Posted using Outdoor Hub Campfire


----------



## big fish on (Sep 24, 2011)

Give Jann's
Netcraft in Maumee,Oh a call 1-800-638 -2723 they should be able to help.


----------



## FL-boy (Feb 12, 2013)

Thanks. I'll try it and see if they ship...I'm in Delaware so that's a bit of a hike.


Posted using Outdoor Hub Campfire


----------



## JohnPD (Jun 12, 2012)

Depending on which Ugly Stik you have, I would just toss it and buy another if it's one of the $20 or so rods.


----------



## dmills4124 (Apr 9, 2008)

Give them a call. Most of the Ugly Styks have a lifetime warranty. Even the cheap ones at Wallie World. They may send you a replacement or for the more expensive poles replace it. If you love it that much(like I do my favorits) it may be worth a try.
JMTCW
donm


----------



## Jmsteele187 (Dec 22, 2011)

I used to swear by ugly sticks, that is until I tried a graphite rod. If it were me, a broken eyelet would just be an excuse for me to replace it. I'd replace it with a berkley lightning rod. They are made of im6 graphite, and will give you a much better feel. They're not hard on the wallet either, bass pro has them for $28.


Posted using Outdoor Hub Campfire


----------



## FL-boy (Feb 12, 2013)

Just got a Lightning Rod. Figured I'd keep the Ugly Stik for an extra if its was a quick fix. Caught some nice fish in FL on it so I know it can handle a good sized fish. I'll try calling the company though...why not!


Posted using Outdoor Hub Campfire


----------



## grub_man (Feb 28, 2005)

You can repair it no problem. The stuff will cost close to a new Ugly Stick once it's shipped, but you'll have likely have enough thread and finish to do dozens of guides leftover.

Supplies:
Exacto Knife or razor blade
Replacement guide
thread (preferably nylon rod building thread)
finish (For quick repairs, Threadmaster One or Rod Varnish work well, as they dry quickly. 2 part epoxy finish takes a few hours to set and several days to fully cure)
rod wrapping jig (can be as simple as a cardboard box with notches, a phone book and coffee cup, or as complex as a $1k+ rod lathe)

To remove the guide, scrape through the finish and thread on top of the guide foot. Peel the thread and finish off the blank. Scrape off as much leftover as possible. Then wrap the new guide on (essentially tying it down with a nail knot). Apply finish, and rotate half turns until the finish is set. Leave to cure. The TM1 and Rod Varnish dry in about an hour, and will take at least a couple coats to build some depth.

If you need help with the details of wrapping, let me know.

There are a host of places that sell rod building components. Netcraft, Swampland, Mud Hole, Utmost Enterprises, etc. etc.
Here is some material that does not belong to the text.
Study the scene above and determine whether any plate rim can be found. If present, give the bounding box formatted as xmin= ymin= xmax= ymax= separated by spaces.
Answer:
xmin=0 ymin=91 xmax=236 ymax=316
Some will treat you better on shipping than others.

Joe


----------



## pppatrick (Apr 21, 2012)

when we moved into our current house i found an old 6'6" ugly stick casting rod under the house. all the eyes were trashed and broken, i'm personally not a fan of ugly sticks, but thought it would make a good catfish rod for my old lady. i bought a set of fuji guides from dicks, watched a video on you tube, and dove in. didn't use materials designed for rods. used thick gold sewing thread, epoxy and clear coat i already had. 2 seasons on and a number of fish, largest about 10 pounds, neary a problem. 

i wouldn't advise going the same direction i went. but i figured hell, this is a 30 dollar rod, that i found. lets wing it.


----------